On Friday – the deadline by when it was due to make an offer for  Eddie Stobart – Wincanton was granted an extension until 27 November to continue its due diligence.

This followed a recommendation from Eddie Stobart management that its shareholders accept a partial takeover from investment fund DBAY Advisors.

The offer would see a new a new holding company created, of which DBAY would own 51% and existing Stobart shareholders a combined 49%.

DBAY would, additionally, inject £55m into Eddie Stobart via a payment in kind (PIK) loan and, in a  statement to the London Stock Exchange, Eddie Stobart management said that, combined with the uncertainty of whether Wincanton would make a formal offer, it thought the DABY offer represented the best option.

“Having considered the alternatives in detail with its advisers, including the possibility of effecting an administration or liquidation of the group in a manner that maximises the cash available for distribution to shareholders, the board has concluded that the best option for shareholders to retain an economic interest in, and ensure the continuing viability of the group’s underlying business, is to enter into the proposed [DBAY] transaction,” it said.

However, Wincanton reminded the shareholders that Eddie Stobart’s financial auditors had still not finalised the company’s most recent accounts, which effectively left them in the dark on the viability of the DABY offer.

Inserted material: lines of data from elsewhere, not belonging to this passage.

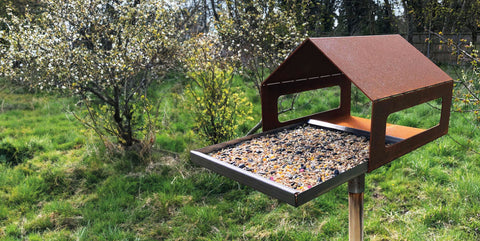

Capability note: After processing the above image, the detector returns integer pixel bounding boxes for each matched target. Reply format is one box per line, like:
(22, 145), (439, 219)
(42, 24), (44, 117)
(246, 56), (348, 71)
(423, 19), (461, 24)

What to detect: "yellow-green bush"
(185, 35), (252, 143)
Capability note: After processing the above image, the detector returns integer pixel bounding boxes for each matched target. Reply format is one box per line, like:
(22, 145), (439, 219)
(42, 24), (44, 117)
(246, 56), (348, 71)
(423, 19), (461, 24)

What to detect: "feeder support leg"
(348, 174), (365, 241)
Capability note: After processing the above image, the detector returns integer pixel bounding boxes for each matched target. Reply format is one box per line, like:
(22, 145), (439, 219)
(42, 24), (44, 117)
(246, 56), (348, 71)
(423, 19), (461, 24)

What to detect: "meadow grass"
(0, 77), (480, 240)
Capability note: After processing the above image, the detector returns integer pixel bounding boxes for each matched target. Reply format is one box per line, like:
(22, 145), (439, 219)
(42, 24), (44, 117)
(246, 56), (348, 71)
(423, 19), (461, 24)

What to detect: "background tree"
(215, 0), (307, 134)
(0, 0), (179, 150)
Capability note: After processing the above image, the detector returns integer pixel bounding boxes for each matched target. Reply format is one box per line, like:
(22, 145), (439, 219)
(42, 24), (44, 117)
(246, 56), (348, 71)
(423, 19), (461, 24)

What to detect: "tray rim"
(190, 119), (403, 207)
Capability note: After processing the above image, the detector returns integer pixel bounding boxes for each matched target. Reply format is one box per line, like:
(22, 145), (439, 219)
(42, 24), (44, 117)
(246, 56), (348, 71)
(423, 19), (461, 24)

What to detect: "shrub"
(185, 34), (252, 143)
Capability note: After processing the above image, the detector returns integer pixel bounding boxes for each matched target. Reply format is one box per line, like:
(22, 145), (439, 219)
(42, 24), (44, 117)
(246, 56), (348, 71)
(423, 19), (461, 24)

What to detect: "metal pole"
(348, 174), (365, 241)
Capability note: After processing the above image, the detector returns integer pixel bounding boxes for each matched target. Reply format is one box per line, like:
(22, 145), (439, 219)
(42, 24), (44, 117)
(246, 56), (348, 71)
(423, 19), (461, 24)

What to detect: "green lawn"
(0, 78), (480, 240)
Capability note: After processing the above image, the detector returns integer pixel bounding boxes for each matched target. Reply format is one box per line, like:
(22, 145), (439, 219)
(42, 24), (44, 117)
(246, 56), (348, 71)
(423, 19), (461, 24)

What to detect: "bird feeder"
(191, 35), (453, 239)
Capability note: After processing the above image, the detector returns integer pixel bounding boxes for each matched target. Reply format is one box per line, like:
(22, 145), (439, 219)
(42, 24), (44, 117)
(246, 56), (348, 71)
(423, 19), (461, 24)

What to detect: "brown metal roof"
(263, 35), (452, 101)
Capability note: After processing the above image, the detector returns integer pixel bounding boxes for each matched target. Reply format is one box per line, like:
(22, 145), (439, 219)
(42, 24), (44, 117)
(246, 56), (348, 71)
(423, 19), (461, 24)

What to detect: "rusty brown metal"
(261, 35), (453, 172)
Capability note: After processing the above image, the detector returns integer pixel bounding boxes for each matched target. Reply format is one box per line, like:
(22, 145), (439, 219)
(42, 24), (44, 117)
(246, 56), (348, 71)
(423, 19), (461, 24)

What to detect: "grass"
(0, 74), (480, 240)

It said: “Wincanton’s remaining due diligence is focused on achieving assurance as to the underlying profitability, balance sheet and cash flow; cost saving opportunities; and the funding of working capital requirements on a short- and medium-term basis.

“The company’s ability to deliver any firm offer for the listed entity, Eddie Stobart Logistics plc, primarily remains contingent upon the provision of outstanding due diligence, including critical forecast information required to assess Eddie Stobart’s ongoing liquidity position and the finalisation of the ongoing accounting review by Eddie Stobart’s auditor.”

It added that because there was “still no visibility on when Eddie Stobart’s auditor’s review may be complete, and in the absence of such information, Wincanton believes neither it nor Eddie Stobart’s shareholders can make an informed decision on the value of any possible transaction”.

It said: “Wincanton is confident that any potential proposal made by the company to the board of Eddie Stobart would be attractive to all of Wincanton and Eddie Stobart’s stakeholders and that a combination of the two businesses would be more compelling to Eddie Stobart shareholders than the proposal announced by Eddie Stobart and DBAY Advisors.

“As such, Wincanton urges Eddie Stobart’s shareholders to take no immediate action in relation to the DBAY proposal, and requests that Eddie Stobart and its auditor prioritise the release of critical financial disclosure.”

Eddie Stobart shareholders are reaching a critical point: in its statement, its management said that due to growing debt levels it “expects to experience a liquidity shortfall by the end of December 2019, which will result in the group being unable to fund its trading activities and being reliant on additional support from its lenders, which, if it is not forthcoming, may result in the insolvency of the company”.

It added that it was unable to provide any further guidance as to when the auditors will have authorised its accounts, but provided guidance that it expects ebit for the full year to 30 November to be no more than £2m, while net debt for the year is expected to reach £200m.